Ao longo dos seis anos de tramitação no Senado, o PLC 37/2013 chegou a ser aprovado, com alterações, pelas comissões de Constituição, Justiça e Cidadania (CCJ) e de Educação, Cultura e Esporte (CE), mas o relator nas comissões de Assuntos Econômicos (CAE) e de Assuntos Sociais (CAS), senador Styvenson Valentim (Pode-RN), decidiu resgatar o texto aprovado pelos deputados federais.

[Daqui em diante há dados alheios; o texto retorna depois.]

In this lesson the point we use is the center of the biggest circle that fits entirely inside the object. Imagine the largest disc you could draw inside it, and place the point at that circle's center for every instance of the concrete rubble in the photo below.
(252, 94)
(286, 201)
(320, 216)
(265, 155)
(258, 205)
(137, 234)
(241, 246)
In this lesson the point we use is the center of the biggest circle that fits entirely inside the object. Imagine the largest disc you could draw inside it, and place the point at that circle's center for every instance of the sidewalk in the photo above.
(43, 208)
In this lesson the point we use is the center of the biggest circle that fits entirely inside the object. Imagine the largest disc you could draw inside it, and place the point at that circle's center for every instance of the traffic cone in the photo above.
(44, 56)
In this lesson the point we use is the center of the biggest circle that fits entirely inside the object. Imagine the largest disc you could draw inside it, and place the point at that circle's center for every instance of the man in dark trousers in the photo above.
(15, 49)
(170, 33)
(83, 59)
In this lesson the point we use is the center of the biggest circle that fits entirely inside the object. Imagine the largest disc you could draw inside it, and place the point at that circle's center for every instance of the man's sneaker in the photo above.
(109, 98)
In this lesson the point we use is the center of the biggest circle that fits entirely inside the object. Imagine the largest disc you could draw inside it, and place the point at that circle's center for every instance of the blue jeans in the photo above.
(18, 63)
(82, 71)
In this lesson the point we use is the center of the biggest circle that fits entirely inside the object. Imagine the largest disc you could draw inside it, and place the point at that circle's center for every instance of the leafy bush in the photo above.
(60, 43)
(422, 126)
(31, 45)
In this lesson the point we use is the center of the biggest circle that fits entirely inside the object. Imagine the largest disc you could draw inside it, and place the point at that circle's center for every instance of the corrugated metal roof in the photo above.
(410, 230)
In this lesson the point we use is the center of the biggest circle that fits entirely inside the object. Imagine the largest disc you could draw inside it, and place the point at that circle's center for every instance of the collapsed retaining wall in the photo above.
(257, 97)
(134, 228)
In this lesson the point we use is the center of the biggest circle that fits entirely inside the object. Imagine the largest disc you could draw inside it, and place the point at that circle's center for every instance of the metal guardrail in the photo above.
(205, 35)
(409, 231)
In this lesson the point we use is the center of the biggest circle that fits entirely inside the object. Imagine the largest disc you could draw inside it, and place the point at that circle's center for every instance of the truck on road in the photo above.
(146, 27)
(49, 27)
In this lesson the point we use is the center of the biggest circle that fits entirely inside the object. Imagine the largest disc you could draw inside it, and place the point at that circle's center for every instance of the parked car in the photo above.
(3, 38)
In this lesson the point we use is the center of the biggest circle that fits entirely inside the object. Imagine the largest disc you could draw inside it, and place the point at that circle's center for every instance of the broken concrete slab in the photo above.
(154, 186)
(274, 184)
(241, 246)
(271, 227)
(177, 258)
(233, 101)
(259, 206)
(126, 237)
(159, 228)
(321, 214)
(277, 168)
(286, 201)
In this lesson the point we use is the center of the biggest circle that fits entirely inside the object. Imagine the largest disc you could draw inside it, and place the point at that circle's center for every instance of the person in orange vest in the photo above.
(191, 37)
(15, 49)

Para ele, a aprovação do projeto da forma como veio da Câmara seria uma forma de evitar mudanças que levassem o projeto a retornar à análise dos deputados. O relator lembrou que o texto está sendo analisado desde 2010 e que já passou por “exaustiva análise, tanto na Câmara dos Deputados quanto no Senado”.
— É um projeto de largo alcance social, que abrange as áreas de saúde, de segurança e de bens inestimáveis, como família e dignidade à pessoa humana. A problemática é de conhecimento amplo. O uso da droga na atualidade é uma preocupação mundial. Entre 2000 e 2015, houve um crescimento de 60% no número de mortes causadas diretamente pelo uso das drogas — argumentou.
O projeto foi elogiado por vários senadores, entre eles, Eduardo Girão (Pode-CE). Para o senador, o trabalho das comunidades terapêuticas supriu um vácuo deixado pelo governo nos últimos anos. A essência do projeto, disse, é humanidade.
— Para mim, é o dia mais importante, o dia mais importante desses 103 dias no Senado. Essa matéria é da maior importância para o Brasil. Enquanto nós estamos conversando aqui, trocando ideias, há famílias e famílias sofrendo com dependentes químicos, chorando nas ruas, sem encontrar um caminho —afirmou Girão.
Humberto Costa (PT-PE) fez várias críticas ao projeto. Para ele, o texto ignora a política da redução de danos, para os casos em que a pessoa não consegue abandonar o vício. Além disso, disse, o texto nega o papel da rede de atenção psicossocial, promove o aumento do encarceramento e trata as comunidades terapêuticas como abordagem única.
— Obviamente que como a dependência também é resultado de inúmeros fatores, a questão precisa ser abordada de várias maneiras. Não existe uma única forma de abordar o problema. Não existe uma única maneira de tratar. Qualquer proposição que tente enfrentar o problema deve ter uma visão ampla. Esse projeto representa um retrocesso — disse o senador, que defendeu a aprovação do texto com as mudanças feitas pela CCJ.
Entre as mudanças que constavam do parecer aprovado pela CCJ estava o critério objetivo para a definição de quem é usuário e traficante. Essa sugestão havia sido do ex-presidente Fernando Henrique Cardoso, como integrante da Comissão Global de Política sobre Drogas, vinculada à Organização das Nações Unidas (ONU). Outra inovação do texto era a possibilidade de importação de derivados e produtos à base de canabinoides para fins medicinais.